Rewards-in-Context: Multi-objective Alignment of Foundation Models with Dynamic Preference Adjustment
We consider the problem of multi-objective alignment of foundation models with human preferences, which is a critical step towards helpful and harmless AI systems. However, it is generally costly and unstable to fine-tune large foundation models using reinforcement learning (RL), and the multi-dimensionality, heterogeneity, and conflicting nature of human preferences further complicate the alignment process. In this paper, we introduce Rewards-in-Context (RiC), which conditions the response of a foundation model on multiple rewards in its prompt context and applies supervised fine-tuning for alignment. The salient features of RiC are simplicity and adaptivity, as it only requires supervised fine-tuning of a single foundation model and supports dynamic adjustment for user preferences during inference time. Inspired by the analytical solution of an abstracted convex optimization problem, our dynamic inference-time adjustment method approaches the Pareto-optimal solution for multiple objectives. Empirical evidence demonstrates the efficacy of our method in aligning both Large Language Models (LLMs) and diffusion models to accommodate diverse rewards with only around 10% GPU hours compared with multi-objective RL baseline.
Introduction. Foundational models (Radford et al., 2018; Devlin et al., 2018; Radford et al., 2019; Brown et al., 2020; Kaplan et al., 2020; Caron et al., 2021; Nichol et al., 2021) are predominantly pretrained on vast, internet-scale data using selfsupervised learning techniques, and subsequently fine-tuned for specific downstream tasks through supervised learning. However, this conventional approach may not align optimally with human preferences and values (Sun et al., 2023). Recent advancements (Ziegler et al., 2019; Stiennon et al., 2020; Ouyang et al., 2022; Bai et al., 2022; OpenAI, 2023) have demonstrated success in aligning language models with reinforcement learning from human feedback (RLHF). In RLHF, a reward model is often used to provide supervision for reinforcement learning (Ouyang et al., 2022). However, human preferences are inherently heterogeneous and multi-dimensional, and can often be in conflict with one another, such as the dichotomy between harmlessness and helpfulness (Bai et al., 2022; Rame et al., 2023).

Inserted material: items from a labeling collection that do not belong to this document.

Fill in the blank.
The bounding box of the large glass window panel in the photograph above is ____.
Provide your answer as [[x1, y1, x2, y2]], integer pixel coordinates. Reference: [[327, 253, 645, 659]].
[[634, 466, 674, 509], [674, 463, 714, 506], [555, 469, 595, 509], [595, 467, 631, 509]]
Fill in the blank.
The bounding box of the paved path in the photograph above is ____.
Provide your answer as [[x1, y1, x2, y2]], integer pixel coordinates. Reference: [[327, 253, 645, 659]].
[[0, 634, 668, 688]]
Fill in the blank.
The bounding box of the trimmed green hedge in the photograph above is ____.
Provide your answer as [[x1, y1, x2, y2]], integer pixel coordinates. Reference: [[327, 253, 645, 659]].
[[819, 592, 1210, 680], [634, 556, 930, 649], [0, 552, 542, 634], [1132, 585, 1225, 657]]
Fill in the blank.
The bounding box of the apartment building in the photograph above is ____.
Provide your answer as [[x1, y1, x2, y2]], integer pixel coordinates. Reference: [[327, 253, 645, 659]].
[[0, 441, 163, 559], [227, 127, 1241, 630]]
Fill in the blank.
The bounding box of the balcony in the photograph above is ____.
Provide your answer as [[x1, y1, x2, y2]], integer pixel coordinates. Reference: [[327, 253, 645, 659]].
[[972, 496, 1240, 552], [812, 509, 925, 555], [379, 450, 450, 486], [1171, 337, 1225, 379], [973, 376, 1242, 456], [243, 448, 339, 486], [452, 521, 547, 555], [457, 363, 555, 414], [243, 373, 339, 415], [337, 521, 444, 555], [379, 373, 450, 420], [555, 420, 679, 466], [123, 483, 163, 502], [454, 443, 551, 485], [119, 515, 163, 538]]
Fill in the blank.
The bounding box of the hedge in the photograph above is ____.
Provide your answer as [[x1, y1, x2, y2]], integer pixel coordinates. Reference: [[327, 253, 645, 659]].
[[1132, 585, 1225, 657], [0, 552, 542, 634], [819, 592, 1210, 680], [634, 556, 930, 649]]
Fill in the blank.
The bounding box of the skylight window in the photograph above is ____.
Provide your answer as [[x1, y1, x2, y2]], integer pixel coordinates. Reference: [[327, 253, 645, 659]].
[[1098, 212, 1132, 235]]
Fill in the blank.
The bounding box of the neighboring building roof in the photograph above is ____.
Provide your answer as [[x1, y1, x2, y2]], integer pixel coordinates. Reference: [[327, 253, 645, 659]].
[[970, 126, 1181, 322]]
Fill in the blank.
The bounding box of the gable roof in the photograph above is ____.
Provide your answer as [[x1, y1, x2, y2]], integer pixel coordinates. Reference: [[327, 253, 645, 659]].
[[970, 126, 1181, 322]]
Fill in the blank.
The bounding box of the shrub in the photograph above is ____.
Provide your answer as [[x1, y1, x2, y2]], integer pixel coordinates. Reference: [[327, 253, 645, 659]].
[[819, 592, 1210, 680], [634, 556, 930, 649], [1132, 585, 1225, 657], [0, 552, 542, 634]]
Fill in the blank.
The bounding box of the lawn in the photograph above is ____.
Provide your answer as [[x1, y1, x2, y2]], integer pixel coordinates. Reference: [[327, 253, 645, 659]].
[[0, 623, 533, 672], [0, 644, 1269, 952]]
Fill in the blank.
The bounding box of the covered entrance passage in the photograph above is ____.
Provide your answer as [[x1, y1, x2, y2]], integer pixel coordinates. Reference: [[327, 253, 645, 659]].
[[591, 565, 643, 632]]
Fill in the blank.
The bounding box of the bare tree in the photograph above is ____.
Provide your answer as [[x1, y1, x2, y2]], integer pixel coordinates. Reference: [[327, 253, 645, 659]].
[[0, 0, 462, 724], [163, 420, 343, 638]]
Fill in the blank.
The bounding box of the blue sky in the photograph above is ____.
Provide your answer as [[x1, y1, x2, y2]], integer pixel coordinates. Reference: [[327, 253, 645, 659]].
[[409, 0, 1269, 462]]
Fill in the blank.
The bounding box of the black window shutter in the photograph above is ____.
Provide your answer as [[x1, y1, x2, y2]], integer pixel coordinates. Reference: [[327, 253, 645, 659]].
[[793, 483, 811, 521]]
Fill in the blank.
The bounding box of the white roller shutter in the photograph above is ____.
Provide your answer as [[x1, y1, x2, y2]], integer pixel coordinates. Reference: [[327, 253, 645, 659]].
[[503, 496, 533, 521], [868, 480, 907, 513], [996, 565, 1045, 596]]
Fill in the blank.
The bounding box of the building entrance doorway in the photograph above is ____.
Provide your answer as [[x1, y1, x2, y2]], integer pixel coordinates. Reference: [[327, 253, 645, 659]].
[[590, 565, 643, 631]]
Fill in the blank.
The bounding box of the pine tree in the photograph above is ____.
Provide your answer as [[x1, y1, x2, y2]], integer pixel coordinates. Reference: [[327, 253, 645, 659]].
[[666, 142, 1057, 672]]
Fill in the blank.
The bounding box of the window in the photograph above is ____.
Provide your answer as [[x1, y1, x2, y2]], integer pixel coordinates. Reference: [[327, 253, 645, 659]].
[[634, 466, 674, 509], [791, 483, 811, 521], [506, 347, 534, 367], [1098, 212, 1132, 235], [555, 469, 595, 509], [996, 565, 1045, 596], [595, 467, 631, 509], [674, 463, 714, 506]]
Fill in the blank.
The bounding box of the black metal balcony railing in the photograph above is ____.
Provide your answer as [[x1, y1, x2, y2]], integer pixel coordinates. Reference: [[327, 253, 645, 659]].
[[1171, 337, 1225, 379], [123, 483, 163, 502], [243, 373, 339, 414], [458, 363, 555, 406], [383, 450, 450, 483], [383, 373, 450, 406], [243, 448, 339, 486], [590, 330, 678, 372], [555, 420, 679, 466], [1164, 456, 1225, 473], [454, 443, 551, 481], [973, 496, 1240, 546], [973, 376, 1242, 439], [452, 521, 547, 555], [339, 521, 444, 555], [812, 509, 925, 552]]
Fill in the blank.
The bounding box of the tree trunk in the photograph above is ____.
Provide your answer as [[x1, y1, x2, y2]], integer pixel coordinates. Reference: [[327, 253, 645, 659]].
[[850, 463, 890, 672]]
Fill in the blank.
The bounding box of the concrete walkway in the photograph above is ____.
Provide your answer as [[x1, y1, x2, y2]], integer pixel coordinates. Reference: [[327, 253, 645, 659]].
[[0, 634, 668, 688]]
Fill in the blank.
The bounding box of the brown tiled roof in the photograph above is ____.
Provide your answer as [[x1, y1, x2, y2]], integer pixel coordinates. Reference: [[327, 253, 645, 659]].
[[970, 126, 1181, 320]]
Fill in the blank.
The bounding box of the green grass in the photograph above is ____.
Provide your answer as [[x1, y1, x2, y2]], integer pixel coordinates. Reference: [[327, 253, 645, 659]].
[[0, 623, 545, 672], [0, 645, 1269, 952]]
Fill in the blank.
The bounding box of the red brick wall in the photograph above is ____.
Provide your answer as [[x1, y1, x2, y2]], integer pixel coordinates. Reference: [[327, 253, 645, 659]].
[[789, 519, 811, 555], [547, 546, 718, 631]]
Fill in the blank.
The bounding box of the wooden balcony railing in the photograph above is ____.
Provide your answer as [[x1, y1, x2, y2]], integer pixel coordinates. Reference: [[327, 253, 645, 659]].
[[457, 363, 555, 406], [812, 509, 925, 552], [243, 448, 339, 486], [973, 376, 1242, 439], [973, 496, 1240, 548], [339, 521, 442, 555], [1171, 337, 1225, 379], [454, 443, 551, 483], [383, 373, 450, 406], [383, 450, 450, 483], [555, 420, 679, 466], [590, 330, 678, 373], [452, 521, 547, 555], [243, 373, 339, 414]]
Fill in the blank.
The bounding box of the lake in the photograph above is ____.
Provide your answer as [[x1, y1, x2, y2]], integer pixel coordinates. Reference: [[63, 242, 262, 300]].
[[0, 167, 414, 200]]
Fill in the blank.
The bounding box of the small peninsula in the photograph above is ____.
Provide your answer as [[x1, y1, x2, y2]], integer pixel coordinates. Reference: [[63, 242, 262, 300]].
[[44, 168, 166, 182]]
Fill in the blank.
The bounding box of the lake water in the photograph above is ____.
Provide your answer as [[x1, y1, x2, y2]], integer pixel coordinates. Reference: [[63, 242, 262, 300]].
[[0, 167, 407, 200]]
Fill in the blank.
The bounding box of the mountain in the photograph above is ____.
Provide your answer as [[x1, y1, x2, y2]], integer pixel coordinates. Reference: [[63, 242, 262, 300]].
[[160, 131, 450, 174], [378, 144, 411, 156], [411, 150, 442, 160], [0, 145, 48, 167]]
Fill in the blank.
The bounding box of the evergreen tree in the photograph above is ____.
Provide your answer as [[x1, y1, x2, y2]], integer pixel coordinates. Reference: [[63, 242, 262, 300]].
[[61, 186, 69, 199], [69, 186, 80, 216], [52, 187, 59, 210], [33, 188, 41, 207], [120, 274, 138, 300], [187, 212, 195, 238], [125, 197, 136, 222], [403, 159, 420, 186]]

Discussion / Conclusion. Aligning heterogeneous objectives for Large Language Models (LLMs) is essential for customization across various applications and to meet diverse human preferences. In this paper, we present RiC, a highly scalable solution that employs only supervised finetuning and a simple inferencetime adaptation method to tackle the multi-objective alignment problem. This approach significantly reduces the computational cost while demonstrating strong alignment performance for a range of objectives. Looking ahead, we aim to investigate more context-dependent inference-time adaptations to enhance alignment performance further. We hope our work can inspire further research into scalable algorithms for multi-objective alignment, thereby facilitating the customization of AI.